RE: Emails in Chinese

From: Marco Cimarosti (marco.cimarosti@essetre.it)
Date: Wed Oct 03 2001 - 11:02:57 EDT


> Hello friends at Unicode,

Hello David.

> I am wondering if you could tell me why I can send an
> E-mail in Chinese characters to a friend in China who
> can recieve it clearly, but when they write me in
> Chinese I receive a scrambled message that doesn't
> resemble Chinese writing. I am currently using universal
> translator 2000 supported by unicode to send them E-mails
> in Chinese. If they don't use unicode could this be why
> their messages are scrambled to me? If so, please let me
> know what I must do to set them up for proper
> communication. Your time and consideration is greatly appreciated.

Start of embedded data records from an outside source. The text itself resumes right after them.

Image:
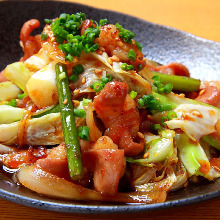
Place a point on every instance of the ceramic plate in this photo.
(161, 44)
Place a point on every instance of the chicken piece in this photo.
(109, 40)
(31, 44)
(120, 116)
(109, 103)
(107, 164)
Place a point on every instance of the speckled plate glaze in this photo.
(162, 44)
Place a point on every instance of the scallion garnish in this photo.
(99, 85)
(125, 66)
(21, 96)
(133, 94)
(125, 34)
(103, 22)
(156, 127)
(139, 46)
(12, 102)
(76, 70)
(66, 30)
(85, 102)
(44, 36)
(131, 55)
(171, 115)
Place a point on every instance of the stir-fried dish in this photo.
(85, 116)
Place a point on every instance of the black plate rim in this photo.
(108, 209)
(102, 209)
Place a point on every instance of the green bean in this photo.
(180, 83)
(74, 157)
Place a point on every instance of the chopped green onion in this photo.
(21, 96)
(12, 103)
(125, 66)
(80, 113)
(48, 21)
(133, 94)
(83, 132)
(62, 75)
(156, 127)
(67, 29)
(106, 79)
(171, 115)
(131, 55)
(163, 119)
(85, 102)
(78, 69)
(97, 86)
(73, 77)
(103, 22)
(139, 66)
(44, 36)
(69, 58)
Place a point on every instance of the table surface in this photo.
(199, 17)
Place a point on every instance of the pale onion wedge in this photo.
(19, 74)
(46, 130)
(41, 87)
(45, 183)
(195, 120)
(131, 78)
(9, 114)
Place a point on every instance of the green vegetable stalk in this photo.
(74, 157)
(180, 83)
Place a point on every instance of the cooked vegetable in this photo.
(93, 110)
(192, 155)
(9, 114)
(41, 87)
(68, 124)
(45, 130)
(19, 74)
(180, 83)
(156, 151)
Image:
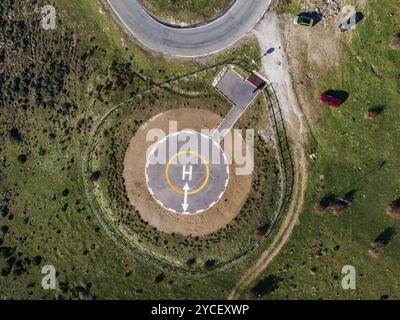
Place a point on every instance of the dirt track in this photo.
(276, 68)
(139, 196)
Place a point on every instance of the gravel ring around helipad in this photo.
(150, 211)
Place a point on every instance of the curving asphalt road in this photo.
(189, 42)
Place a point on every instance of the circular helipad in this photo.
(187, 172)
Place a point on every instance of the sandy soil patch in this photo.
(137, 192)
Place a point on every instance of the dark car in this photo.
(351, 22)
(330, 101)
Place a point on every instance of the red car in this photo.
(330, 101)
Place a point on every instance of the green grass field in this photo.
(186, 11)
(48, 109)
(55, 86)
(358, 159)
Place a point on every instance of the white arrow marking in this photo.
(185, 204)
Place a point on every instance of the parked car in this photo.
(302, 20)
(351, 22)
(330, 101)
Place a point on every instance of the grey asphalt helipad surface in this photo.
(187, 173)
(189, 42)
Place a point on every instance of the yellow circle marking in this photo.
(205, 163)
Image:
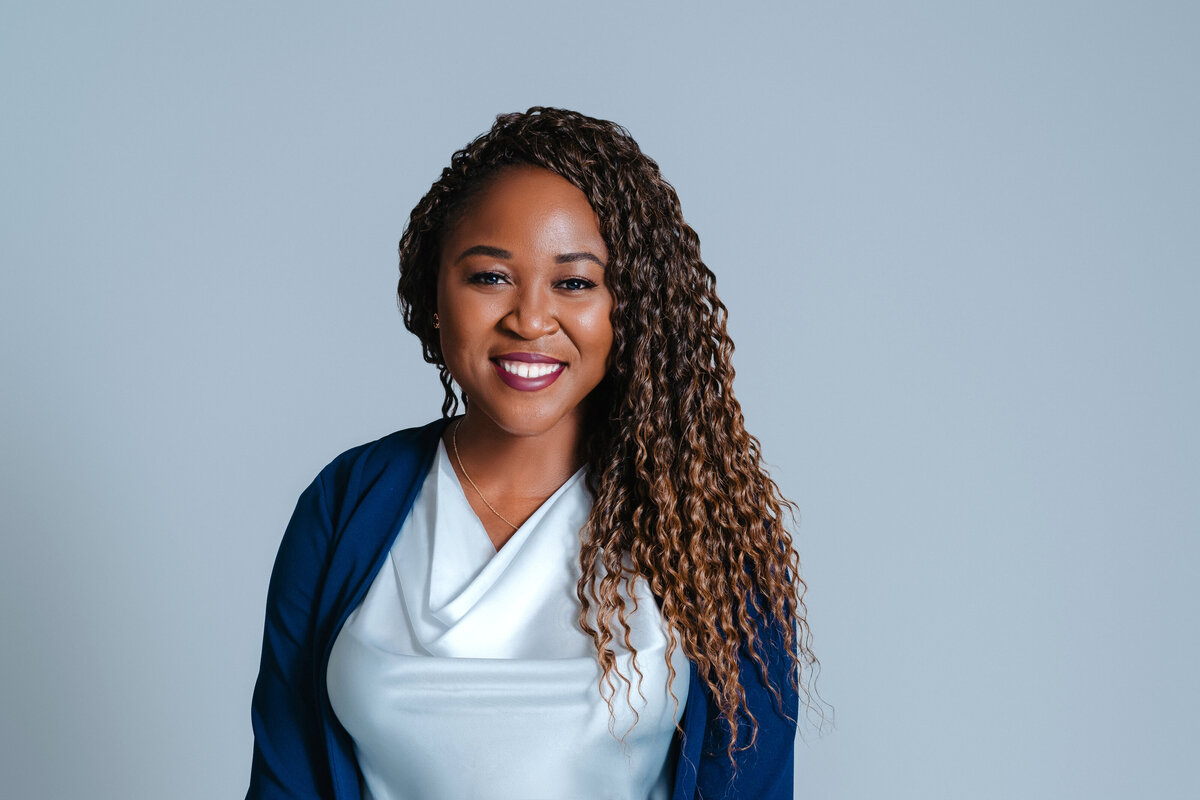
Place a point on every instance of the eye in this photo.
(576, 284)
(487, 278)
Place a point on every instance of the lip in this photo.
(528, 358)
(527, 384)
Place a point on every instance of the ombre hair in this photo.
(682, 497)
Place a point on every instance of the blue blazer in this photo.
(339, 537)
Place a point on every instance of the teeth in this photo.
(525, 370)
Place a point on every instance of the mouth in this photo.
(527, 371)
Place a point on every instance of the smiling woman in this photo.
(583, 585)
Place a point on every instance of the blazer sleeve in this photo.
(766, 770)
(291, 759)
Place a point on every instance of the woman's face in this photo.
(523, 307)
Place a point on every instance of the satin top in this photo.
(465, 674)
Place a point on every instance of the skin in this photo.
(522, 271)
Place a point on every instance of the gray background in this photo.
(958, 241)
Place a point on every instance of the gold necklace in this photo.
(454, 440)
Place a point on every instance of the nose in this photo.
(533, 314)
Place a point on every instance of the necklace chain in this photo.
(454, 441)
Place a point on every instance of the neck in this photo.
(508, 464)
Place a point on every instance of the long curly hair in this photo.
(682, 498)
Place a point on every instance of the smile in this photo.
(525, 370)
(528, 372)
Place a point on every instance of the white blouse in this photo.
(465, 674)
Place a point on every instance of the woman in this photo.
(582, 587)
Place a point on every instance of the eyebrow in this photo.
(582, 256)
(484, 250)
(497, 252)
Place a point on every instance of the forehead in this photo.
(526, 205)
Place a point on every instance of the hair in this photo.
(682, 498)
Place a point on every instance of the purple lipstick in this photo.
(528, 372)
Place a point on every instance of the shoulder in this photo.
(403, 452)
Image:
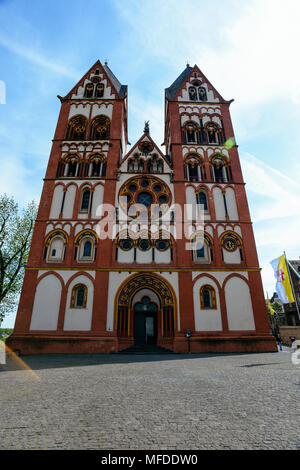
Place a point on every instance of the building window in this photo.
(191, 133)
(86, 247)
(99, 92)
(97, 165)
(89, 90)
(194, 169)
(202, 248)
(202, 200)
(220, 169)
(85, 200)
(192, 93)
(214, 133)
(55, 245)
(208, 297)
(202, 94)
(100, 128)
(76, 128)
(79, 296)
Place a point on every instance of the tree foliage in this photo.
(16, 229)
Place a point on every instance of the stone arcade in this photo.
(87, 293)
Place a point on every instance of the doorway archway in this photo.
(128, 305)
(145, 322)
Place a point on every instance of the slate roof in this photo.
(172, 90)
(121, 89)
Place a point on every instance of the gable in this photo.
(193, 86)
(98, 82)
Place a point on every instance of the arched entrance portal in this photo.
(146, 310)
(145, 322)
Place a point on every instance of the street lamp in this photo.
(188, 334)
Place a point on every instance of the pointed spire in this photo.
(147, 128)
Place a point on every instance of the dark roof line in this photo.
(121, 89)
(173, 89)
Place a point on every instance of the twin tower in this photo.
(142, 247)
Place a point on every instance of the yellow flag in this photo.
(283, 285)
(272, 311)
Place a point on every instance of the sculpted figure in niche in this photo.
(192, 93)
(202, 94)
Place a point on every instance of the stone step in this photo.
(145, 349)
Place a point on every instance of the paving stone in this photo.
(238, 401)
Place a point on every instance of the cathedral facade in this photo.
(142, 247)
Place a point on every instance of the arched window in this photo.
(79, 296)
(155, 164)
(89, 90)
(202, 251)
(71, 165)
(76, 128)
(99, 90)
(136, 164)
(231, 248)
(214, 133)
(208, 297)
(55, 245)
(86, 247)
(85, 200)
(194, 169)
(192, 93)
(202, 200)
(220, 168)
(100, 128)
(202, 94)
(191, 133)
(97, 165)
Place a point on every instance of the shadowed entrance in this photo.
(145, 322)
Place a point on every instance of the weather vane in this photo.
(147, 128)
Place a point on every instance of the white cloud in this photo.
(37, 58)
(276, 214)
(247, 49)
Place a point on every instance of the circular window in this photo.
(125, 245)
(132, 188)
(162, 245)
(145, 198)
(144, 245)
(163, 199)
(230, 242)
(149, 192)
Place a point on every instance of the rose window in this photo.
(146, 191)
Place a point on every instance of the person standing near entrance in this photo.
(279, 342)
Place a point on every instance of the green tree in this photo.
(16, 229)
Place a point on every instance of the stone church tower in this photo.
(142, 248)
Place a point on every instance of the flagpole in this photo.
(291, 282)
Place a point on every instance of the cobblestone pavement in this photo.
(123, 402)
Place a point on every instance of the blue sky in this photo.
(248, 50)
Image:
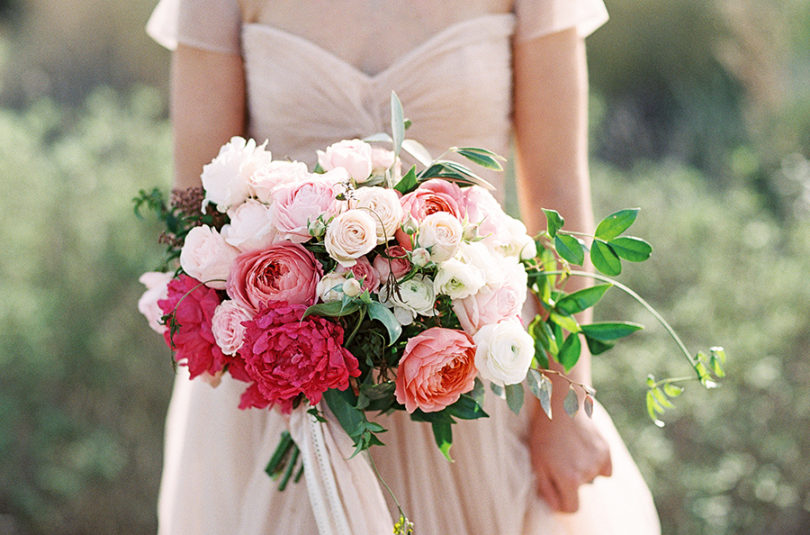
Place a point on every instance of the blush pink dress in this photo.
(455, 85)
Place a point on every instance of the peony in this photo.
(282, 272)
(349, 236)
(192, 307)
(226, 179)
(437, 366)
(251, 226)
(383, 205)
(353, 155)
(156, 289)
(286, 356)
(295, 205)
(207, 257)
(505, 352)
(441, 234)
(226, 325)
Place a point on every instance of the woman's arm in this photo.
(550, 115)
(207, 108)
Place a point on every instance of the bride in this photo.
(306, 73)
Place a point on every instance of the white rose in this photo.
(457, 279)
(226, 179)
(354, 155)
(206, 257)
(267, 178)
(504, 352)
(350, 235)
(384, 206)
(251, 227)
(441, 234)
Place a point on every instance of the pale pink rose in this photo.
(395, 260)
(441, 234)
(207, 257)
(349, 236)
(226, 178)
(354, 155)
(295, 205)
(282, 272)
(226, 325)
(383, 205)
(437, 366)
(364, 272)
(251, 226)
(156, 289)
(277, 173)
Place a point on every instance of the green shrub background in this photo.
(700, 117)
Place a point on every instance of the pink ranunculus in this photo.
(286, 356)
(365, 272)
(282, 272)
(437, 366)
(433, 196)
(395, 260)
(297, 204)
(156, 289)
(192, 306)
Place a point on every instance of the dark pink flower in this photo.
(286, 356)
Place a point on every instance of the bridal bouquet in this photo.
(367, 287)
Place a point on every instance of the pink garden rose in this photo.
(438, 365)
(286, 356)
(192, 306)
(282, 272)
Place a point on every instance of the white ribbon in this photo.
(344, 493)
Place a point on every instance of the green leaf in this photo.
(540, 387)
(582, 299)
(383, 314)
(605, 259)
(514, 397)
(407, 183)
(482, 157)
(616, 223)
(397, 123)
(606, 331)
(631, 249)
(554, 221)
(443, 434)
(571, 402)
(570, 351)
(570, 248)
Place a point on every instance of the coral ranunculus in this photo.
(438, 365)
(286, 356)
(192, 305)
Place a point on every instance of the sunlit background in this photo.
(700, 116)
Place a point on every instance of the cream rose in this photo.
(504, 352)
(350, 235)
(207, 257)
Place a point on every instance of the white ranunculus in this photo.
(457, 279)
(206, 257)
(251, 227)
(350, 235)
(226, 179)
(504, 352)
(441, 234)
(384, 206)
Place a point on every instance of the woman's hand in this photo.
(565, 453)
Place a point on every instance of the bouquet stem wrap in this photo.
(344, 492)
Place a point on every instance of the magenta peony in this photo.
(285, 356)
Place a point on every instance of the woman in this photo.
(304, 74)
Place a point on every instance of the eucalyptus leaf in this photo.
(616, 223)
(605, 259)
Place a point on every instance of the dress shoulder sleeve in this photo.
(213, 25)
(536, 18)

E-mail messages contain a declaration called MIME header, which contains
information about the format of the message, including which character set
is used. The relevant line normally looks like this:

        Content-Type: text/plain; charset="XXX"

where XXX is the name of the character set.

There are several "charsets" that can be used Chinese. Here are the most
common of them, along with an example of content-type line:
        
        GB-2312 EUC-encoded, People's Republic of China, simplified
characters:
                Content-Type: text/plain; charset="gb2312"

        GB-2312 HZ-encoded, People's Republic of China, simplified
characters:
                Content-Type: text/plain; charset="hz-gb-2312"

        Big Five, Republic of China = Taiwan, traditional characters:
                Content-Type: text/plain; charset="BIG5"

        Unicode UTF-8-encoded, international, both traditional and
simplified:
                Content-Type: text/plain; charset="utf-8"

Now, chances are that:

1) your friend's e-mail software do not declare their charset (in this case,
ask them to "set the MIME header, hoping (s)he knows what to do");

2) your e-mail software does not understand MIME headers (in this case,
change it!);

3) your e-mail software does not understand that charset (in this case,
upgrade it with a module for that charset or, if not possible, change it);

In any case, if you know what the charset is, you can copy and paste the
text into an application that allows you to manually set the text encoding.
Many word processors, Internet browsers, or e-mail clients can do this.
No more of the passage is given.